2. The intelligent microgrid system of an industrial internet platform according to claim 1, characterized in that: The photovoltaic power supply prediction curve includes the short-term power supply fluctuation range and the long-term power supply trend function.

3. The intelligent microgrid system of an industrial internet platform according to claim 1, characterized in that: The data acquisition module collects DC voltage and current data of the photovoltaic array at preset time intervals according to the instructions of the coordinated control module. After superimposing the climate correction coefficient, the data is stored in the data storage center and converted into photovoltaic power supply matrix data, which is then sent to the scheduling execution module through the optical fiber network.
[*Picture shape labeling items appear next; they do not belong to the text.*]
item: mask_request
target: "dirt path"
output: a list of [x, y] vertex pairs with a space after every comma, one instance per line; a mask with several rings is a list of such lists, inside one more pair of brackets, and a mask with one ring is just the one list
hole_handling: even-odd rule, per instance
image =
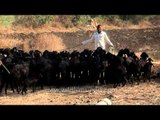
[[0, 105], [95, 105], [109, 98], [113, 105], [160, 105], [160, 80], [111, 88], [84, 86], [38, 90], [27, 95], [12, 93], [0, 97]]

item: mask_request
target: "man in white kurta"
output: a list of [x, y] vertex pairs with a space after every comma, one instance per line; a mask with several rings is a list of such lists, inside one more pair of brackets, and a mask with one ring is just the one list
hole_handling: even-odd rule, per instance
[[83, 41], [82, 44], [84, 45], [90, 42], [95, 43], [95, 49], [101, 47], [102, 49], [106, 50], [106, 43], [111, 47], [114, 47], [106, 32], [102, 31], [101, 25], [97, 26], [97, 31], [92, 35], [91, 39]]

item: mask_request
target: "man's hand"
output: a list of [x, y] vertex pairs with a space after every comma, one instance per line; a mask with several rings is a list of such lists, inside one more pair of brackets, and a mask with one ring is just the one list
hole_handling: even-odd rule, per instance
[[0, 60], [0, 65], [2, 65], [2, 61]]

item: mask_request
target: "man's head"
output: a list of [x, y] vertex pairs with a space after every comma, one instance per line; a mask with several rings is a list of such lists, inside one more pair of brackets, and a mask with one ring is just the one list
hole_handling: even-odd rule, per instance
[[98, 33], [101, 33], [101, 31], [102, 31], [101, 25], [97, 25], [97, 32], [98, 32]]

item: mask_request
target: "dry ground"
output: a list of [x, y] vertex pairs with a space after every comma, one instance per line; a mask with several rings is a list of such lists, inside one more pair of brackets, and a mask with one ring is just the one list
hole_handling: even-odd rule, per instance
[[45, 88], [35, 93], [19, 95], [9, 92], [0, 97], [0, 105], [95, 105], [109, 98], [113, 105], [160, 105], [160, 80], [112, 88], [84, 86]]

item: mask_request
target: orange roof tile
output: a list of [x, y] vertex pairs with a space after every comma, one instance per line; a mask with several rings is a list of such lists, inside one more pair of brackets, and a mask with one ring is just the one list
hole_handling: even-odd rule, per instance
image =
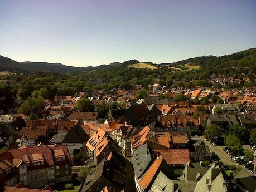
[[163, 157], [160, 155], [154, 161], [150, 168], [145, 173], [145, 174], [139, 180], [139, 184], [143, 190], [144, 190], [151, 182], [154, 178], [154, 175], [156, 174], [159, 167], [160, 166], [162, 161], [163, 161]]
[[31, 155], [32, 159], [33, 162], [38, 162], [44, 161], [44, 157], [41, 153], [32, 154]]
[[187, 144], [187, 139], [185, 136], [173, 136], [172, 142], [174, 144]]
[[190, 162], [189, 149], [159, 149], [159, 152], [168, 164], [186, 164]]

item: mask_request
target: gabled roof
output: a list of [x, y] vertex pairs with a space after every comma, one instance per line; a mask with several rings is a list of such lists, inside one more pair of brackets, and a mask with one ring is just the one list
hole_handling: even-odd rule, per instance
[[146, 126], [131, 139], [131, 143], [134, 151], [146, 141], [147, 135], [151, 130], [150, 127]]
[[[65, 160], [62, 162], [65, 164], [70, 163], [70, 156], [69, 155], [67, 147], [66, 145], [57, 145], [49, 146], [47, 145], [40, 145], [32, 147], [24, 147], [11, 150], [1, 153], [0, 155], [0, 162], [4, 161], [13, 166], [17, 166], [22, 162], [30, 164], [28, 170], [41, 169], [46, 167], [54, 166], [56, 164], [54, 153], [55, 151], [59, 151], [61, 150], [65, 154]], [[34, 165], [34, 163], [44, 161], [44, 164]]]
[[99, 128], [90, 137], [86, 145], [91, 151], [93, 151], [96, 147], [96, 145], [106, 136], [106, 132]]
[[163, 158], [162, 156], [156, 159], [150, 168], [145, 173], [145, 174], [139, 180], [139, 184], [143, 190], [147, 188], [153, 181], [153, 178], [158, 172], [163, 160]]
[[224, 170], [214, 163], [197, 182], [195, 191], [236, 191], [234, 184]]
[[96, 187], [103, 189], [106, 185], [107, 187], [114, 186], [117, 191], [120, 191], [124, 184], [123, 178], [121, 172], [116, 170], [109, 161], [103, 159], [95, 168], [94, 173], [88, 175], [81, 191], [95, 191]]
[[64, 143], [83, 144], [87, 142], [89, 136], [83, 129], [80, 125], [76, 125], [70, 129], [64, 137]]
[[71, 127], [78, 124], [78, 121], [60, 121], [58, 122], [57, 130], [59, 131], [68, 131]]
[[207, 172], [207, 169], [201, 166], [200, 162], [189, 163], [180, 179], [182, 181], [197, 181]]
[[133, 165], [136, 176], [138, 178], [141, 178], [151, 165], [152, 160], [149, 149], [147, 144], [145, 142], [134, 152]]
[[161, 171], [157, 175], [150, 192], [174, 192], [174, 183], [169, 179]]
[[190, 162], [187, 149], [158, 149], [156, 151], [163, 157], [167, 164], [186, 164]]
[[68, 119], [70, 120], [73, 119], [83, 119], [94, 121], [97, 120], [98, 114], [98, 112], [74, 112], [70, 114]]
[[52, 190], [6, 186], [5, 192], [52, 192]]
4. The intelligent microgrid system of an industrial internet platform according to claim 1, characterized in that: The state assessment module periodically acquires the equipment temperature and operating inertia parameters of the energy storage device, adds the mechanical loss coefficient, and stores them in the data storage center. The acquired parameters are then converted into an energy storage state matrix and sent to the scheduling and execution module through the fiber optic network.

5. The intelligent microgrid system of an industrial internet platform according to claim 1, characterized in that: At the start of the scheduling cycle, the scheduling execution module receives the future electricity consumption curve transmitted by the collaborative control module. During the scheduling process, it receives the photovoltaic power supply matrix and energy storage status matrix transmitted by the data acquisition module and the status assessment module, uses dynamic programming to perform power matching calculations between photovoltaic power supply and electricity demand, generates real-time scheduling instructions and feeds them back to the collaborative control module, and stores them in the data storage center according to time stamps.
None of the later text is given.